Initially I created a simple script that took the stats from netstat -i every minute and manipulated them so that it left a file per interface per error counter with two figures:
- the total number of errors
- difference since the last reading
After talking with my colleague this wasn’t needed for Zabbix; all we did was to put the entire output of the command to a file every minute as before.

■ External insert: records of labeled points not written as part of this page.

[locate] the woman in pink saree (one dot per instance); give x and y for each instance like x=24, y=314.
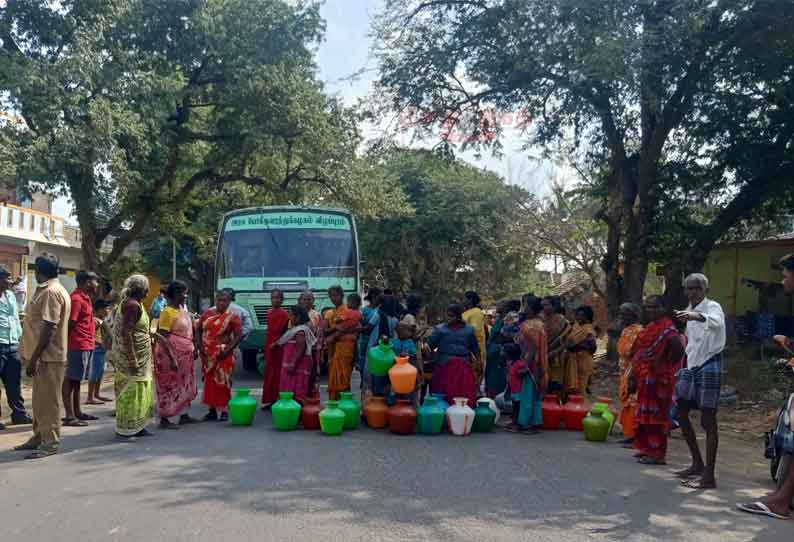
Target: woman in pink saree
x=297, y=366
x=175, y=373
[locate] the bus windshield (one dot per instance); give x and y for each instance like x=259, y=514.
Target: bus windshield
x=287, y=253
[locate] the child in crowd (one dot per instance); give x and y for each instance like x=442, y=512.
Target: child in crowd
x=516, y=371
x=102, y=346
x=343, y=325
x=405, y=345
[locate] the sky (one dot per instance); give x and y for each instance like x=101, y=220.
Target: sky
x=346, y=51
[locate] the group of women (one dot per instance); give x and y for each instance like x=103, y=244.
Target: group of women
x=530, y=349
x=553, y=355
x=169, y=366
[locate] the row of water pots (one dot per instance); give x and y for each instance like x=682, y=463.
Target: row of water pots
x=333, y=419
x=596, y=422
x=433, y=417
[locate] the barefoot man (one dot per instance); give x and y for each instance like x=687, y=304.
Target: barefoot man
x=699, y=384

So the crontab entry is simply:
* * * * * netstat -i > /tmp/netstat_errors.log
The file output looks like:
Kernel Interface table
Iface MTU Met RX-OK RX-ERR RX-DRP RX-OVR TX-OK TX-ERR TX-DRP TX-OVR Flg
bond0 1500 0 63986618864 32276 1285 1285 151641153147 0 0 0 BMmRU
eth0 1500 0 17181548766 5167 237 237 36784243675 0 0 0 BMsRU
eth1 1500 0 14907173536 4744 423 423 39635710320 0 0 0 BMsRU
eth2 1500 0 16998738705 9614 343 343 38152005955 0 0 0 BMsRU
eth3 1500 0 14899157857 12751 282 282 37069193197 0 0 0 BMsRU
eth4 1500 0 0 0 0 0 0 0 0 0 BMsRU
eth5 1500 0 0 0 0 0 0 0 0 0 BMsRU
eth6 1500 0 676620084 0 0 0 677705447 0 0 0 BMRU
lo 16436 0 81929389 0 0 0 81929389 0 0 0 LRU
Then we added the following to the /usr/local/zabbix/zabbix_agentd.conf file in the user defined section at the bottom:
UserParameter=netstat_errors[*], cat /tmp/netstat_errors.log | grep $1 | awk ‘{print $’$2′}’
With the first section, grep, it allows us to pick out the specific line via interface name, for example eth1, as this will be supplied by the Zabbix server it’s set as a variable.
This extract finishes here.